I think I've learned enough to feel confident about tackling the tatty corners on the superstructure. It might save having to repaint the superstructure, too.

I've just been cleaning the hull's gel coat with a solution of oxalic acid and wallpaper paste - the results are dramatic, and I can see how easy it would be to have the gel coat looking like new - if only I was keeping the hull the same colour...!
 
Definitely gel coat, not flow coat.

I think I've learned enough to feel confident about tackling the tatty corners on the superstructure. It might save having to repaint the superstructure, too.

I've just been cleaning the hull's gel coat with a solution of oxalic acid and wallpaper paste - the results are dramatic, and I can see how easy it would be to have the gel coat looking like new - if only I was keeping the hull the same colour...!
Pros can do it in a dedicated boatshed with all the gear, for £many thousands, but even then, the recommendation is paint.
You can of course do repairs with gelcoat, but I wouldnt try the whole boat, as I doubt you will ever get it smooth again. It certainly isnt DIY.
PBO extra magazine had a few pages on how to paint. results looked good, but even then it wasnt a simple job.
 
I think I've learned enough to feel confident about tackling the tatty corners on the superstructure.

Well at least if you do just that at first you may realize just how hard it will be to do the whole hull. Experience is all with this stuff. I agree re-gelling the hull sounds like a good idea, I've often wished it could be done successfully, but having used literally TONS of the stuff in my lifetime, I certainly wouldn't attempt what you're proposing.

Good luck anyway, it's your boat your choice. You could knock thousands off its value, and probably will I suspect. Just my opinion of course.
 
Well at least if you do just that at first you may realize just how hard it will be to do the whole hull. Experience is all with this stuff.
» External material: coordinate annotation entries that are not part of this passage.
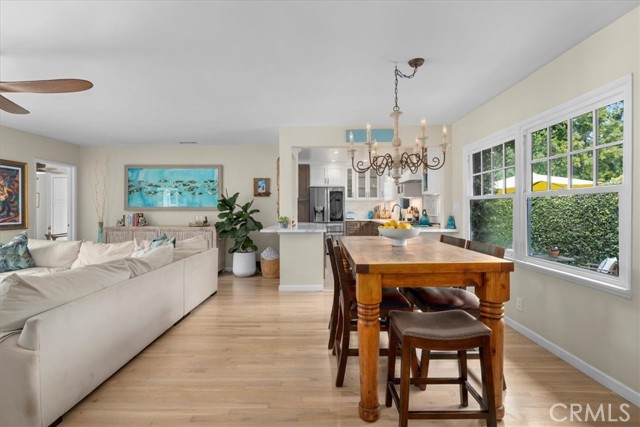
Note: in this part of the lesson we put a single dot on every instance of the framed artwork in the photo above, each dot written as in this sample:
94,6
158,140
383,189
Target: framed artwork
261,187
172,187
13,195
I agree re-gelling the hull sounds like a good idea, I've often wished it could be done successfully, but having used literally TONS of the stuff in my lifetime, I certainly wouldn't attempt what you're proposing.

Good luck anyway, it's your boat your choice. You could knock thousands off its value, and probably will I suspect. Just my opinion of course.

Thanks - yes, I'm trying to add future value by changing the colour.

Maybe I'm subconsciously associating painted GRP hulls with grotty tenders from twenty years ago - with peeling, faded paint and nasty brush strokes - but it seems paint technology has moved on. Indeed, many new GRP boats are painted from new I now discover...
 
Thanks - yes, I'm trying to add future value by changing the colour.

Maybe I'm subconsciously associating painted GRP hulls with grotty tenders from twenty years ago - with peeling, faded paint and nasty brush strokes - but it seems paint technology has moved on. Indeed, many new GRP boats are painted from new I now discover...

Except in the case of an irredeemably faded/damaged gel-coat, painting or other resurfacing will probably reduce the value. If the existing gel-coat is in good condition, then painting - even to improve the aesthetics - will reduce the value. I would be hesitant about a repainted boat; I'd wonder what they were trying to hide! But there comes a point where the gel-coat can't be restored to it's original looks, and at that point, painting makes sense.

Given what people have said about the impossibility of getting a good finish with gel-coat, I wouldn't consider it at all, and probably wouldn't consider buying a boat to which it had been done. Again, I'd wonder what was so wrong that was being hidden!

It is also worth remembering that your concept of what makes a boat look good may not be everyone's; white tends to be universally acceptable!

Finally, a coloured layer on white will show any scratch or abrasion VERY prominently as the white shows through the dark paint.